Structure and rheology of polyelectrolyte complex coacervates

• Published in: Soft matter Vol. 14; no. 13; pp. 2454 - 2464
• Main Authors: Marciel, Amanda B, Srivastava, Samanvaya, Tirrell, Matthew V
• Format: Journal Article
• Language: English
• Published: England Royal Society of Chemistry 2018
• Subjects: Chains; Chirality; Electrostatic properties; Energy storage; Glutamic acid; Hydrogen bonding; Hydrogen storage; Lysine; Molecular conformation; Polyelectrolytes; Polypeptides; Rheological properties; Rheology; Salts; Small angle X ray scattering; Storage modulus; Superposition (mathematics); X-ray scattering
• ISSN: 1744-683X; 1744-6848
• DOI: 10.1039/c7sm02041d

Scattering investigations of the structure and chain conformations, and the rheological properties of polyelectrolyte complexes (PECs) comprising model polyelectrolytes are presented.

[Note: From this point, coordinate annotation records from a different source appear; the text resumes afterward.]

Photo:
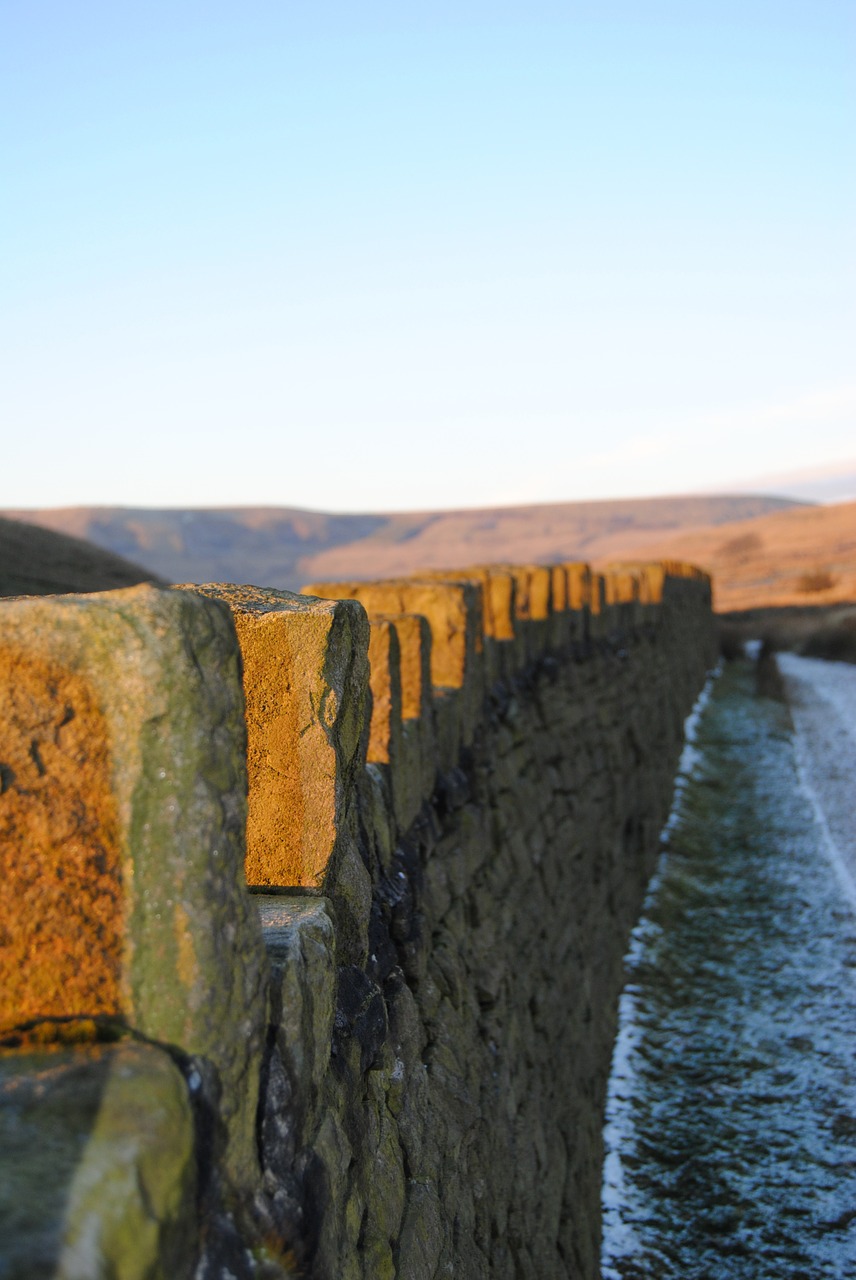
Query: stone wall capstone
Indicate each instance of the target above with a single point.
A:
(388, 1056)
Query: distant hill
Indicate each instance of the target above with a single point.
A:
(805, 556)
(42, 562)
(285, 547)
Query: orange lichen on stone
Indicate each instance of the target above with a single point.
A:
(415, 663)
(453, 611)
(305, 675)
(62, 919)
(578, 584)
(621, 586)
(385, 679)
(498, 589)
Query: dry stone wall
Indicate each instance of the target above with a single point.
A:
(389, 1057)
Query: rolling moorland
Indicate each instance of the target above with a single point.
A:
(763, 552)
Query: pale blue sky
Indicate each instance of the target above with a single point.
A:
(385, 255)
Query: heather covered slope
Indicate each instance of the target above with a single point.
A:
(41, 562)
(284, 547)
(800, 557)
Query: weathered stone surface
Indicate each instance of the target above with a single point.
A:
(306, 676)
(385, 679)
(151, 795)
(453, 612)
(458, 1127)
(99, 1165)
(442, 1020)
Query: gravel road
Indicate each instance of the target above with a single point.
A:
(823, 705)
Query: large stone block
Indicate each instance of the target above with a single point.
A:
(454, 613)
(122, 831)
(99, 1165)
(306, 677)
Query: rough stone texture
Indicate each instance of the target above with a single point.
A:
(457, 1129)
(305, 672)
(132, 704)
(440, 1022)
(453, 611)
(99, 1165)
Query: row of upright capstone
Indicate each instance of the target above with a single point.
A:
(163, 749)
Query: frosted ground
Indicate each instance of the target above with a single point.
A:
(731, 1134)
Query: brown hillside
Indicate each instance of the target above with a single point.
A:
(284, 548)
(800, 557)
(40, 562)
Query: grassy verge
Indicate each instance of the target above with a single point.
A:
(815, 631)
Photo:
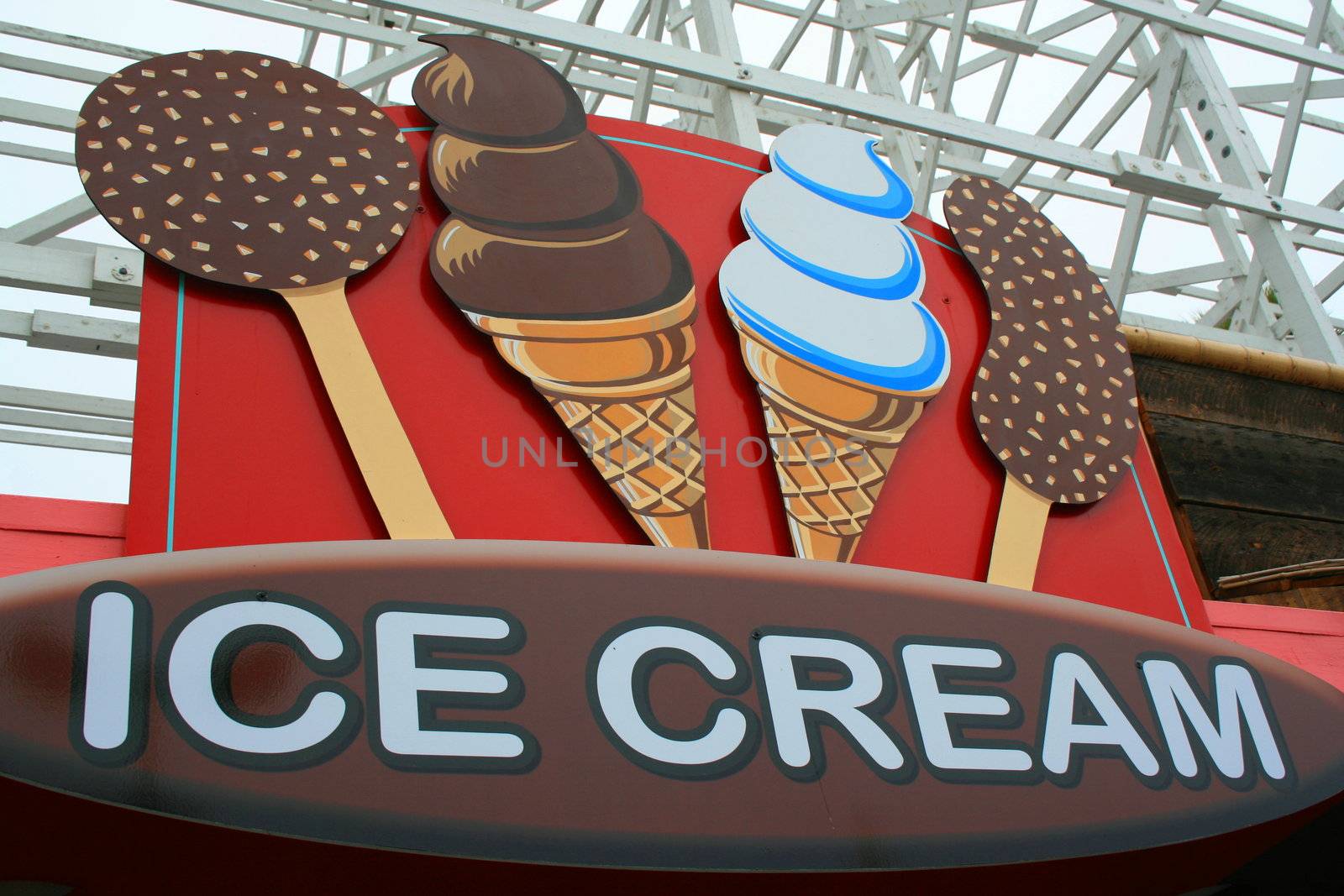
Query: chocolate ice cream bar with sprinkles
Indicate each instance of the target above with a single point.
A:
(1054, 394)
(259, 172)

The use of charged polypeptides - (poly)-lysine and (poly)-glutamic acid with identical backbones allowed for facile tuning of the system parameters, including chain length, side-chain functionality, and chirality. Systematic studies using small-angle X-ray scattering (SAXS) of liquid PEC coacervates revealed a physical description of these materials as strongly screened semidilute polyelectrolyte solutions comprising oppositely charged chains. At the same time, solid PECs were found to be composed of hydrogen-bonding driven stiff ladder-like structures. While the coacervates behaved akin to semidilute polyelectrolyte solutions upon addition of salt, the solids were largely unaffected by it. Rheology measurements of PEC coacervates revealed a terminal relaxation regime, with an unusual plateauing of the storage modulus at low oscillation frequencies. The plateau may be ascribed to a combination of instrumental limitations and the long-range electrostatic interactions contributing to weak energy storage modes. Excellent superposition of the dynamic moduli was achieved by a time-salt superposition. The shift factors, however, varied more strongly than previously reported with added salt concentration.